Last month, fantastic advocacy prevented thousands of families from losing the child care assistance that keeps them working. But the fight was long from over.
Now, new restrictions on child care assistance will take effect tomorrow, March 1. To understand why and how the cuts are being made, some context may be helpful first.
As we’ve noted before, WorkFirst (our state’s welfare-to-work programs and services that include child care, among many other supports) faces an $82 million shortfall in the current fiscal year, which ends on June 30, and a bigger gap in the next two years. This gap is caused by rising needs in the Great Recession at the same time that state revenue is decreasing, and federal funding has decreased.
Since WorkFirst is considered separate from Washington state’s operating budget, cuts to the programs are made outside of the legislative process. You won’t find these cuts in legislative budget documents, and it can be more difficult to find out how and why cuts are being made when there are no public hearings or process.
Instead, changes are made through an emergency rules process – in this case through the Department of Early Learning (DEL), the agency tasked with oversight of policy for child care in our state.
DEL’s new emergency rule caps the number of families who can access Working Connections Child Care at 35,200. When they need child care assistance, families who receive Temporary Assistance for Needy Families (TANF) benefits and families with children with special needs will skip to the front of the line.
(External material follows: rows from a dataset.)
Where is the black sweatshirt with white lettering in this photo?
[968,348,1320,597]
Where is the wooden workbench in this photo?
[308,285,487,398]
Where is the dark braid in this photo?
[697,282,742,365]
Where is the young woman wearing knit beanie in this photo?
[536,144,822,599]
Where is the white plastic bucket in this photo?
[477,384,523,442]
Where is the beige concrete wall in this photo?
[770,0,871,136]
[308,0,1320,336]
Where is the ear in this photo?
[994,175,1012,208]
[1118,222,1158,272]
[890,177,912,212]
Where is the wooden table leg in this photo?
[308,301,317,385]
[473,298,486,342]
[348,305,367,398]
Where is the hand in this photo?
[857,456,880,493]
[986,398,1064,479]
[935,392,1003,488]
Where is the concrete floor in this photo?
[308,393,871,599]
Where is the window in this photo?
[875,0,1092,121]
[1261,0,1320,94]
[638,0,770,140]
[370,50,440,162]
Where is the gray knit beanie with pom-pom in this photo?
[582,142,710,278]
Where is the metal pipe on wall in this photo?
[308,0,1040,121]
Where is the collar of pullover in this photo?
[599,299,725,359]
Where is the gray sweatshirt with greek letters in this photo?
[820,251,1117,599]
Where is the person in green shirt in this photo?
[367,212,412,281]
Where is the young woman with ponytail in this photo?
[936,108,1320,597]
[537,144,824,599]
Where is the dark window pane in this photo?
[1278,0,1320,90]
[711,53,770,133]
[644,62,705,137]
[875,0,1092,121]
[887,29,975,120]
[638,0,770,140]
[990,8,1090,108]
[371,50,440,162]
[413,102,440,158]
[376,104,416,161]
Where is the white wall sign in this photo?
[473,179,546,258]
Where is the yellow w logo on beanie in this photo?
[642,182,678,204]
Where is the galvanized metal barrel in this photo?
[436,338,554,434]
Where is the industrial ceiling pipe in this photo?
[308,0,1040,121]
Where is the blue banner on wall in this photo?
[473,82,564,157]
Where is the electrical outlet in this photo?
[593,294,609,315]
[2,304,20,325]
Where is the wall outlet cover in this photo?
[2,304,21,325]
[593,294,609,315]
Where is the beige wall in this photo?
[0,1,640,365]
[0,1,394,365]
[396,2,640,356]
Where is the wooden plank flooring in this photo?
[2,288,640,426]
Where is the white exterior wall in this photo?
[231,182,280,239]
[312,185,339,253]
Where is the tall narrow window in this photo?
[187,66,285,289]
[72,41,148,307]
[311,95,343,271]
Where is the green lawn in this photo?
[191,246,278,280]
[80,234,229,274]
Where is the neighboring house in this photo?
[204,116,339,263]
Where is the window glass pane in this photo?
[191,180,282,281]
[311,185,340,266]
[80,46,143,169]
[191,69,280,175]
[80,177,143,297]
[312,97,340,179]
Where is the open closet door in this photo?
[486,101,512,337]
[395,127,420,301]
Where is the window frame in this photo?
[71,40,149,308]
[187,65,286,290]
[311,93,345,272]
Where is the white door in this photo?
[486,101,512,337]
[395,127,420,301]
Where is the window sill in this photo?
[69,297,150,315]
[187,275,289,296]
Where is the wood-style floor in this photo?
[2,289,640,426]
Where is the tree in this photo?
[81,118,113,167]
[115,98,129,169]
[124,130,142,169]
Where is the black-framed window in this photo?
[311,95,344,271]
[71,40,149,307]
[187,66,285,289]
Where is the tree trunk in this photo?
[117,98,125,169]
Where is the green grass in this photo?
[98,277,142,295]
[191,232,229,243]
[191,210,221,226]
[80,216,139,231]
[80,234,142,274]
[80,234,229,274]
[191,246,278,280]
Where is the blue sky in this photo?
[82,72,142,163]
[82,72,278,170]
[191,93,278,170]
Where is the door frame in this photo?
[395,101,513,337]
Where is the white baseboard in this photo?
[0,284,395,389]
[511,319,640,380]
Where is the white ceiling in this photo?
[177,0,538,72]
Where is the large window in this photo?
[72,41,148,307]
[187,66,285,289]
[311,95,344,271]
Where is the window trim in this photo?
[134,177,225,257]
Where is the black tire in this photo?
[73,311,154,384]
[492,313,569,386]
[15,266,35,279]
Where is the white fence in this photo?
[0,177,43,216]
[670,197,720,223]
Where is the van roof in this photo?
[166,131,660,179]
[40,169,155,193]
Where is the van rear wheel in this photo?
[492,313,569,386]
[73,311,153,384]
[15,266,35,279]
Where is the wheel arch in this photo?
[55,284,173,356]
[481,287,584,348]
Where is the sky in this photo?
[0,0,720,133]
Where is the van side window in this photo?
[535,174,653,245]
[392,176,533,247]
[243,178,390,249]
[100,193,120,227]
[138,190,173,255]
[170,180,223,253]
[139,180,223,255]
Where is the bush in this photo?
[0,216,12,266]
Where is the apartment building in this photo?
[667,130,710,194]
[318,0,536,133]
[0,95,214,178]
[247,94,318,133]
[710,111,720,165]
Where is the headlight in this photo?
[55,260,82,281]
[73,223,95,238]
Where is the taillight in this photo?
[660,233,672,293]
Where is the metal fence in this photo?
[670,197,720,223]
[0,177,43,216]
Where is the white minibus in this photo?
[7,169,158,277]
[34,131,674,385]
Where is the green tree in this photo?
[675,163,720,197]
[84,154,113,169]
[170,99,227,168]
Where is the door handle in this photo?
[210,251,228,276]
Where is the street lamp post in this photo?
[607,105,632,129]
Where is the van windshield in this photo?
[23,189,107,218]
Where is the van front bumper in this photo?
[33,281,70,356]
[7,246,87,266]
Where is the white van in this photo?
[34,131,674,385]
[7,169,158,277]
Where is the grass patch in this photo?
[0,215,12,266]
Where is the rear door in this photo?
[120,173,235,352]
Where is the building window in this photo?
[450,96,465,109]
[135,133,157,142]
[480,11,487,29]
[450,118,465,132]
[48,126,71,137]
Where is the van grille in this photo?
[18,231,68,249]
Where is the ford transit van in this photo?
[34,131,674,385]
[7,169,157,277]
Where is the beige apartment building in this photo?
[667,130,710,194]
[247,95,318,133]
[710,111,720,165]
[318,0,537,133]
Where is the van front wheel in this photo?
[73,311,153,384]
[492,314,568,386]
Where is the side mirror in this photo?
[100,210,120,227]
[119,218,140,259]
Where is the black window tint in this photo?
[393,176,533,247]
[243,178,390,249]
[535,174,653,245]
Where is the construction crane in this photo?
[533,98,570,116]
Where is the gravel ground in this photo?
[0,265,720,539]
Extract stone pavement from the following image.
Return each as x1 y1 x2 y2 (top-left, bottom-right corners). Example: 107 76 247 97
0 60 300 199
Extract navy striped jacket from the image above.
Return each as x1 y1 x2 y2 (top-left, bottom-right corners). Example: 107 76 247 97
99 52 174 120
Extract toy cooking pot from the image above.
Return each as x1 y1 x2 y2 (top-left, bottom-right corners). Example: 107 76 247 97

After the state has served these families, all other new applicants will be placed on a first-come, first-served waiting list. They’ll get the assistance only when there is space available.
We have major concerns about this. First, it’s not clear how the new waiting list is being set up or how Department of Social and Health Services staff will deal with the change. In the past, the state has not had clear information about current caseloads in real time, which raises a concern about how the state will know when there is space available to move people off the waiting list.
Second, this creates an incentive for working families to leave their jobs, turning to TANF if possible in order to access child care assistance quickly. Instead of helping families move towards self-sufficiency, this new rule may result in families going from work to welfare.
The emergency rule also increases working families’ monthly co-payments for child care by at least $5 – the second of two increases to the co-payments since Feb. 1.
There is little information yet on whether more cuts are being considered for the biennial budget, so we will be watching as the legislature continues work on a bill to make WorkFirst’s budget the product of a more transparent process.